A few minutes later, Streit left his point to hunt around for a loose puck near the Stars' net, allowing an odd-man breakout and the eventual game-winner. Then his giveaway Saturday in St. Paul, Minn., led to the Wild's only goal. Coach Jack Capuano felt compelled to have a rare chat with him, asking Streit to simplify his game.
"Guys like Streiter and Johnny [Tavares], they care so much and want to win so bad, sometimes it makes them do too much," Capuano said Friday morning as a handful of Islanders -- Streit among them -- took an optional morning skate in preparation for Tuesday night's game with the Jets.
"It's just a matter of, sometimes less is more," Capuano said of Streit, who has one assist and a minus-3 rating over the last five games. "He does what captains do: He wants to win.
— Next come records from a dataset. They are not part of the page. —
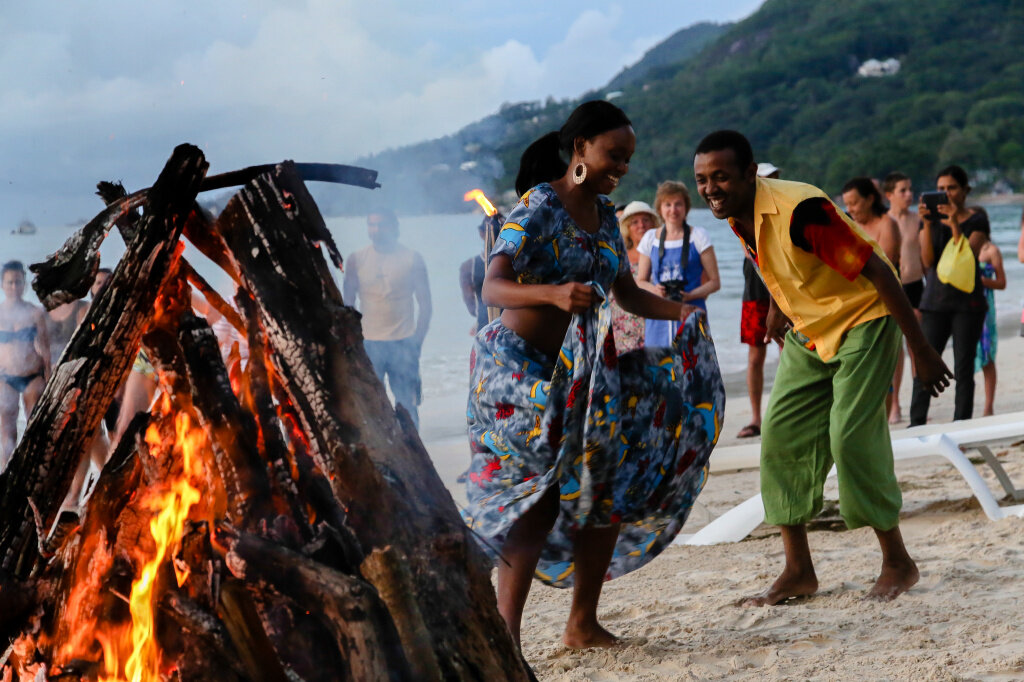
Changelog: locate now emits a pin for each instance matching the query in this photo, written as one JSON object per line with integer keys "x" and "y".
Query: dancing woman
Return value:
{"x": 585, "y": 464}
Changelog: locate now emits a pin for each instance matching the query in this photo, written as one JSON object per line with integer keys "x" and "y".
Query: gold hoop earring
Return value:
{"x": 580, "y": 173}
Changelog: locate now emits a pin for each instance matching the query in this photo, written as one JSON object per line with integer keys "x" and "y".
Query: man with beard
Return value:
{"x": 387, "y": 278}
{"x": 839, "y": 306}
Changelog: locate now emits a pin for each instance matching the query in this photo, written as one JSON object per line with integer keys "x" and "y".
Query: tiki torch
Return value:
{"x": 492, "y": 224}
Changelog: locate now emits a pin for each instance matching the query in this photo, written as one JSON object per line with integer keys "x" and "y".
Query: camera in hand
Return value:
{"x": 674, "y": 289}
{"x": 932, "y": 200}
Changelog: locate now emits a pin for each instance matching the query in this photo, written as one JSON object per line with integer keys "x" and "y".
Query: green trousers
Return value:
{"x": 821, "y": 413}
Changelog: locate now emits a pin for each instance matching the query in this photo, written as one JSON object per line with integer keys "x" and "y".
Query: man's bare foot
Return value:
{"x": 894, "y": 581}
{"x": 785, "y": 587}
{"x": 584, "y": 636}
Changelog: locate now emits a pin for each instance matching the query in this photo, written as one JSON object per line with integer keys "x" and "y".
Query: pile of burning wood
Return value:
{"x": 278, "y": 521}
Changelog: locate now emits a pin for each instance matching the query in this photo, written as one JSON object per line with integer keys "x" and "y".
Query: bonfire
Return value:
{"x": 268, "y": 518}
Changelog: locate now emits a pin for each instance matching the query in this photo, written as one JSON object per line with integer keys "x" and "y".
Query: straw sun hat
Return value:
{"x": 637, "y": 207}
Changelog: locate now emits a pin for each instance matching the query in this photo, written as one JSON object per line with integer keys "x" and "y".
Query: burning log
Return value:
{"x": 242, "y": 537}
{"x": 96, "y": 360}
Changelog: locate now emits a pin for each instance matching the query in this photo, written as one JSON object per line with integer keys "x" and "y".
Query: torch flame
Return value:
{"x": 478, "y": 195}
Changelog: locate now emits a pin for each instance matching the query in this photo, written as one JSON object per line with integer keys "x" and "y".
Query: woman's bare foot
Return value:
{"x": 587, "y": 635}
{"x": 896, "y": 579}
{"x": 786, "y": 586}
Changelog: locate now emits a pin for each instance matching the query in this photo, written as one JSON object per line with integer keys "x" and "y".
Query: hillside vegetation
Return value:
{"x": 786, "y": 77}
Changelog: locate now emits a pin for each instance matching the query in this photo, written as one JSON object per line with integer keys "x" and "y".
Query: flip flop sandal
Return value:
{"x": 749, "y": 431}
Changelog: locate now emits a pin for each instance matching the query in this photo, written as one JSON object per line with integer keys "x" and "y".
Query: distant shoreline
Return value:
{"x": 1001, "y": 200}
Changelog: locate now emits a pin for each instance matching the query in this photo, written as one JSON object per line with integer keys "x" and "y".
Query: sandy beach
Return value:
{"x": 679, "y": 620}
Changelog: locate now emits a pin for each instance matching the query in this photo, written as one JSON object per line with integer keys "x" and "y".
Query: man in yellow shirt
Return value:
{"x": 839, "y": 306}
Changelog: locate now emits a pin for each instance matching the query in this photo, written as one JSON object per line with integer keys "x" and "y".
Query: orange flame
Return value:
{"x": 478, "y": 195}
{"x": 167, "y": 528}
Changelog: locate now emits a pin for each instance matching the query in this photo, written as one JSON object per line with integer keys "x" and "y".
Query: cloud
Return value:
{"x": 105, "y": 91}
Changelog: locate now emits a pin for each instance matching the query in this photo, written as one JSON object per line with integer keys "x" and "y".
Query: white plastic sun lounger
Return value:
{"x": 948, "y": 440}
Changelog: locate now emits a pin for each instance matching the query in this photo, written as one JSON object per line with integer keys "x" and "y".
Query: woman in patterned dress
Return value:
{"x": 637, "y": 219}
{"x": 992, "y": 276}
{"x": 585, "y": 464}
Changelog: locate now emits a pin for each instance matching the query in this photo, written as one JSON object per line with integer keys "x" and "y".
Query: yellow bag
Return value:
{"x": 956, "y": 264}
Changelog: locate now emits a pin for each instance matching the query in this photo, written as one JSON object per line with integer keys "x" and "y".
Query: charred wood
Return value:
{"x": 95, "y": 364}
{"x": 372, "y": 461}
{"x": 346, "y": 606}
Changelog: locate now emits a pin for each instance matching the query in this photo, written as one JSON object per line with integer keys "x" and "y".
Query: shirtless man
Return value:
{"x": 25, "y": 355}
{"x": 896, "y": 187}
{"x": 863, "y": 203}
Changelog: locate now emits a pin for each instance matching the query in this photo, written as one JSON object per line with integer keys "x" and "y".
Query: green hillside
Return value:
{"x": 786, "y": 77}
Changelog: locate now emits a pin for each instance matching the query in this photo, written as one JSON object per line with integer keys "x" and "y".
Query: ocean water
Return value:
{"x": 445, "y": 241}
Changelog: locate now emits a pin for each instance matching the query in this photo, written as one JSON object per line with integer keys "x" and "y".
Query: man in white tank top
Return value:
{"x": 387, "y": 282}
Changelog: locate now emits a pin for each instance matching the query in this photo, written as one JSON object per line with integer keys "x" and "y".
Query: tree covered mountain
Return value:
{"x": 786, "y": 77}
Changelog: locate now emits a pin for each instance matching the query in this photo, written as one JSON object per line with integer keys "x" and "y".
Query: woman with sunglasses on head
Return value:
{"x": 25, "y": 355}
{"x": 585, "y": 464}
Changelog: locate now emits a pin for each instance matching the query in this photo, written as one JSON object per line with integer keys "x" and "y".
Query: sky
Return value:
{"x": 105, "y": 90}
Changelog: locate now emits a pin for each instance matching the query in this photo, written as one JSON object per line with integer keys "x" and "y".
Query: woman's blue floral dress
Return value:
{"x": 625, "y": 438}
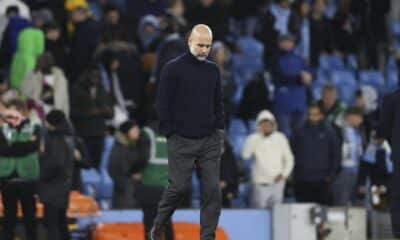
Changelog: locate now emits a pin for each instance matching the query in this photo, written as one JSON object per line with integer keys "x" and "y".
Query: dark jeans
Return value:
{"x": 313, "y": 192}
{"x": 95, "y": 146}
{"x": 56, "y": 223}
{"x": 148, "y": 198}
{"x": 183, "y": 154}
{"x": 24, "y": 192}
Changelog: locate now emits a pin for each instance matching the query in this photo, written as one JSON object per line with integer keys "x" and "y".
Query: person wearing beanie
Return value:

But you can try to overthink things when you want to put the team on your back."
Streit said he's completely healthy after missing last season because of shoulder surgery, but the health of the rest of the defensive could have had an effect on Streit the last three weeks.
He never looked comfortable paired with Travis Hamonic while Andrew MacDonald missed time with a leg bruise, and Streit also was forced to play a few extra minutes on the penalty kill and occasionally on both power-play units as the quarterback.
"You want to help the team, but when you try to do too much, it usually goes the other way on you," Streit said. "I'd obviously like to be doing a little more offensively, but you can't take any chances like what happened against Dallas."
The power play had been clicking under Streit's direction in a recent 4-0-2 streak, but since the end of that run, the Isles are on a 1-for-20 slide on the power play. Streit's tentative play was a big reason as the unit runs through him in the opposing zone.
"It's been pretty poor of late," Streit said. "Special teams make a big difference in our game. [Before the win over the Wild on Saturday], we had 3-4 games where we could have won if the [power play] had gotten a goal or two."
Goalie Al Montoya took a stick to the head from the Jets' Evander Kane last night and was helped off to the dressing room with 1:20 left in the second period of a 2-2 game. Montoya stayed down for two minutes before slowly skating off with trainer Garrett Timms. Evgeni Nabokov, who hasn't played since injuring his groin on Nov. 17, came on in relief.